High rates and complexity at heart of tax reputation issues

At a conference on corporate tax avoidance and reputations, Public Accounts Committee chair Margaret Hodge MP backed the TaxPayers’ Alliance position that tax complexity is the root cause of much of the opportunity for tax avoidance in the UK. She told the Oxford Centre for Business Taxation’s conference that:

Simplification is at the heart of tackling tax avoidance and I blame my party just as much as the current government.


It’s great that the TaxPayers’ Alliance message is now established as the most credible critique of the problems relating to tax avoidance and the legitimacy of the system. Complexity leads to misunderstanding, which leads to mistrust. And that encourages people to avoid their own tax because they think others might be getting away with something. So it’s encouraging that this, and the point that complexity so often provides the means for tax avoidance, are being acknowledged.

Exchequer Secretary to the Treasury David Gauke MP also gave a resounding defence of the lower 10 per cent rate of Corporation Tax available for activity connected with the ‘patent box’, claiming the lower rate encourages investment, jobs and growth in Britain. He said the rate had encouraged GlaxoSmithKline to invest £500 million in a new factory, creating thousands of jobs.

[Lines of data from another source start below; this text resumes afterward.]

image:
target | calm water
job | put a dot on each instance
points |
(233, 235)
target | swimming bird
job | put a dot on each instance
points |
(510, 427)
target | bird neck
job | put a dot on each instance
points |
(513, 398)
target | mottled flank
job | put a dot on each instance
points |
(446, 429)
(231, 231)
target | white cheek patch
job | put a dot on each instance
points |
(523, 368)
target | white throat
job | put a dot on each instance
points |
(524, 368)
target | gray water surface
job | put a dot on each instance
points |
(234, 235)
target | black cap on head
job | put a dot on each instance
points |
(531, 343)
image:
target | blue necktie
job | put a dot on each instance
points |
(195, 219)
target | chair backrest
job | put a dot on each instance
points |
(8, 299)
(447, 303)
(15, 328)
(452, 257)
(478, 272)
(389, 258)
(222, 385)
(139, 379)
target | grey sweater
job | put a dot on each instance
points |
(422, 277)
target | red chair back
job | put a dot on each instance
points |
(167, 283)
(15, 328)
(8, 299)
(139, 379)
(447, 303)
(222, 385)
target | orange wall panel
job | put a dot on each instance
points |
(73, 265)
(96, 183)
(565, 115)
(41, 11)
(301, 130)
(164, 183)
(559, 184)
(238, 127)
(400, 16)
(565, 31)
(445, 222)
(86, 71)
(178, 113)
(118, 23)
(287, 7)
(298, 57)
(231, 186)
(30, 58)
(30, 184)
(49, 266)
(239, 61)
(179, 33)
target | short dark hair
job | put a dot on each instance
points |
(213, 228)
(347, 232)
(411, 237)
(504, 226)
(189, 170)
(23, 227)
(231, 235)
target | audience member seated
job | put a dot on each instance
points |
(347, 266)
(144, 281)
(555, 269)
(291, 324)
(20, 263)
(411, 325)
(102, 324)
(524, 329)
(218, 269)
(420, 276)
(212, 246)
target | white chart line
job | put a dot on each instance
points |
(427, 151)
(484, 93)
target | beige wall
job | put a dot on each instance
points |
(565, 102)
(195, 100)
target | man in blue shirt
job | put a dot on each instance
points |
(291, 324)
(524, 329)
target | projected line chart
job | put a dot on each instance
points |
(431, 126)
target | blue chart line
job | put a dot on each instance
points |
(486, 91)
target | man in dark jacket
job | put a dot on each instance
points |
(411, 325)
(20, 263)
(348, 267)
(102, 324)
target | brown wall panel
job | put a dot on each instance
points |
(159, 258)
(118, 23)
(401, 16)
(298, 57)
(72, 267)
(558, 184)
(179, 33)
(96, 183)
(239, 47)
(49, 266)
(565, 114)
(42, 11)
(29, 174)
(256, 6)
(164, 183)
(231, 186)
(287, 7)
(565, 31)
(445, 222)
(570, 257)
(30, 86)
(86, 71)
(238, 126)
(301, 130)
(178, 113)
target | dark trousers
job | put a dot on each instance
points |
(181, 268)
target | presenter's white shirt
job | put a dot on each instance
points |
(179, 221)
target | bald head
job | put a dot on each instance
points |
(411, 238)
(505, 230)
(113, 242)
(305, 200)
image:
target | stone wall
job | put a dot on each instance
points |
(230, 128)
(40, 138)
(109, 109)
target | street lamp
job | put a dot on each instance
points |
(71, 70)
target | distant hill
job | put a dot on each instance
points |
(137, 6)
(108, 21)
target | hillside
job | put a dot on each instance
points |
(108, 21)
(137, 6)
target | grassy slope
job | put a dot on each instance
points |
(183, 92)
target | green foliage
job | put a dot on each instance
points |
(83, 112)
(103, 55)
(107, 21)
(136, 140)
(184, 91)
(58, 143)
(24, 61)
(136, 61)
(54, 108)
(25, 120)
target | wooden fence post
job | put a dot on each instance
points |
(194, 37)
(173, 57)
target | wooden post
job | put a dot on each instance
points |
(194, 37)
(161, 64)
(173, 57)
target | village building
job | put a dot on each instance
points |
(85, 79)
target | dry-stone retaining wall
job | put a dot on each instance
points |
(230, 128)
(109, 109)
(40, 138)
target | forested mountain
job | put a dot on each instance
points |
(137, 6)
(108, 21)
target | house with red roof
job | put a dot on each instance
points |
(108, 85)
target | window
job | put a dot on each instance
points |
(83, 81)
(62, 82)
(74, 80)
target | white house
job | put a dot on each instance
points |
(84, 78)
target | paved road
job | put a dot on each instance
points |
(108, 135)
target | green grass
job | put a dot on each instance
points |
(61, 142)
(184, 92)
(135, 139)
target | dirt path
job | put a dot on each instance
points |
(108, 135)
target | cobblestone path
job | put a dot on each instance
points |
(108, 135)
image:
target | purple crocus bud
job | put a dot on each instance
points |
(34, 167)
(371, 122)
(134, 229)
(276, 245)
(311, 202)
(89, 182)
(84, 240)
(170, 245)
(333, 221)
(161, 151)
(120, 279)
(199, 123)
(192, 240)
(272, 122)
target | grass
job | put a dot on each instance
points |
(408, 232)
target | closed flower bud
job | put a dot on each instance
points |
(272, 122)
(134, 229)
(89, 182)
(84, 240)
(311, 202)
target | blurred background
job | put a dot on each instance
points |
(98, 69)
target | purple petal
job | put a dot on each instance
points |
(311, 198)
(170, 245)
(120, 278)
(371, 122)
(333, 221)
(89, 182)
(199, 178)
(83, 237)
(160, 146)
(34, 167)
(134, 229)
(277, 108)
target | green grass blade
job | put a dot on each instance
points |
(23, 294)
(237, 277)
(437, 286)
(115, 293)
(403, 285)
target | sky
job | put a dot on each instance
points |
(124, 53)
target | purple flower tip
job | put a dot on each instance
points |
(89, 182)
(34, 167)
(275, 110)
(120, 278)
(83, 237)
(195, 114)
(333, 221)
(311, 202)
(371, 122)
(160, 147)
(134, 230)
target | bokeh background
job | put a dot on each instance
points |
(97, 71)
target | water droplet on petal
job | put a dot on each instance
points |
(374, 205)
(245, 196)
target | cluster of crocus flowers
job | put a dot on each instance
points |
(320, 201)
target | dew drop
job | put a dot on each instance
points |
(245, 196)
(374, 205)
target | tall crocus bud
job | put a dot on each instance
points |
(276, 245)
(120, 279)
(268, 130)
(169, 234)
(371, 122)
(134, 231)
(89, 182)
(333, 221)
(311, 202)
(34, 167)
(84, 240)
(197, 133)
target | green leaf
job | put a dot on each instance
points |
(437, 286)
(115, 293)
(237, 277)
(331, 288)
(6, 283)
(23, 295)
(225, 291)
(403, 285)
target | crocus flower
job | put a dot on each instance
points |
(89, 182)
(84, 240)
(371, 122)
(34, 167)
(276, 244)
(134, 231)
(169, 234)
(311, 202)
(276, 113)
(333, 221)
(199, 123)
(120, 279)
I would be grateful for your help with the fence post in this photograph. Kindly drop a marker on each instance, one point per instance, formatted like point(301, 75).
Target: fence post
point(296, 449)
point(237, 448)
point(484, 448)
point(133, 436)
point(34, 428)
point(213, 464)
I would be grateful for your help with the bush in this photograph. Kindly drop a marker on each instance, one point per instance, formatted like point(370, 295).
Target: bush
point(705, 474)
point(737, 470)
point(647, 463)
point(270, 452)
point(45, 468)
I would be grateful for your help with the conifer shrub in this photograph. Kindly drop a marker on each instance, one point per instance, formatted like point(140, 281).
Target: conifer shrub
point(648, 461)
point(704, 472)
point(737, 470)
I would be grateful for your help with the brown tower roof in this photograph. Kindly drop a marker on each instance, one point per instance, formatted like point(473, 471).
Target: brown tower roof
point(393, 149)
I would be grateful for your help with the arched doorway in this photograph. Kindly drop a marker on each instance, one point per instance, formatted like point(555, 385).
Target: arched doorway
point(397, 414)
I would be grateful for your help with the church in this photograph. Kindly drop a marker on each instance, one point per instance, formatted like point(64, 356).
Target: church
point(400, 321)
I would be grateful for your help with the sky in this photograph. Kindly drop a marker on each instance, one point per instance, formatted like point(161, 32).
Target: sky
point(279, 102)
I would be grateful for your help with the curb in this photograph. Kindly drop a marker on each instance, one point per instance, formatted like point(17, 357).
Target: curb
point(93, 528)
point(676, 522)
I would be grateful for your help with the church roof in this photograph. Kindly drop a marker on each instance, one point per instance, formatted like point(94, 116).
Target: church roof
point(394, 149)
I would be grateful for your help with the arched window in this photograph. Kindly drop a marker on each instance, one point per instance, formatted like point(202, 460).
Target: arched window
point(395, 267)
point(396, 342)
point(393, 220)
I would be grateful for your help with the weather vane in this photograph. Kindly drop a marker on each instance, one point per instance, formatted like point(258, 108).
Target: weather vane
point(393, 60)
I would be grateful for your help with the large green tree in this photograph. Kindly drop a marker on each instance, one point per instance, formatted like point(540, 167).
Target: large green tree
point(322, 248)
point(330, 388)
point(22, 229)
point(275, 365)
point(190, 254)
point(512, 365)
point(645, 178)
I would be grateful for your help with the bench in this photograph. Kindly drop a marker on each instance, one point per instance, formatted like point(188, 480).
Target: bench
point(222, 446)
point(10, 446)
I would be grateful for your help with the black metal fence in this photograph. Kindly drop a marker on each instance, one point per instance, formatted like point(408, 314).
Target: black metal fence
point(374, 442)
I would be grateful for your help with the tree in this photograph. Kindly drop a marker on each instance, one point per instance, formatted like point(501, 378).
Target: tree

Mr Gauke also said that raising the rate “would cost the UK jobs and investment”. He’s right. And that’s why the Government should be cutting Corporation Tax faster than it is. Recent economic data seems to suggest that the recovery is underway but only at an extremely turgid pace. So cutting the rate to 10 per cent would both boost incentives and make the patent box redundant, simplifying the system.

Corporation Tax isn’t a free lunch. As Janine Juggins of Rio Tinto put it, it’s “not a victimless crime”. The money comes from corporate profits. That doesn’t mean incorporation certificates or gleaming corporate office buildings suffer. It means reducing dividends, which in turn means lower pension payments as most shares owned in the UK are held by pension companies. And it means higher prices in the shops. But more than anything, it means lower wages for workers. So it was great that Ms Juggins, Bill Dodwell of Deloitte and John Gapper of the Financial Times all made this point. It can’t be stressed often enough.

The final word was given to Michael Devereux, Director of the Centre for Business Taxation, who stressed that tinkering at the edges will not provide the system we need:

Simplicity has to involve fundamental reform of the tax system.


It’s clear what we do need: a much simpler system with fewer reliefs and exemptions but, crucially, lower rates. And the 2020 Tax Commission proposed just that in The Single Income Tax.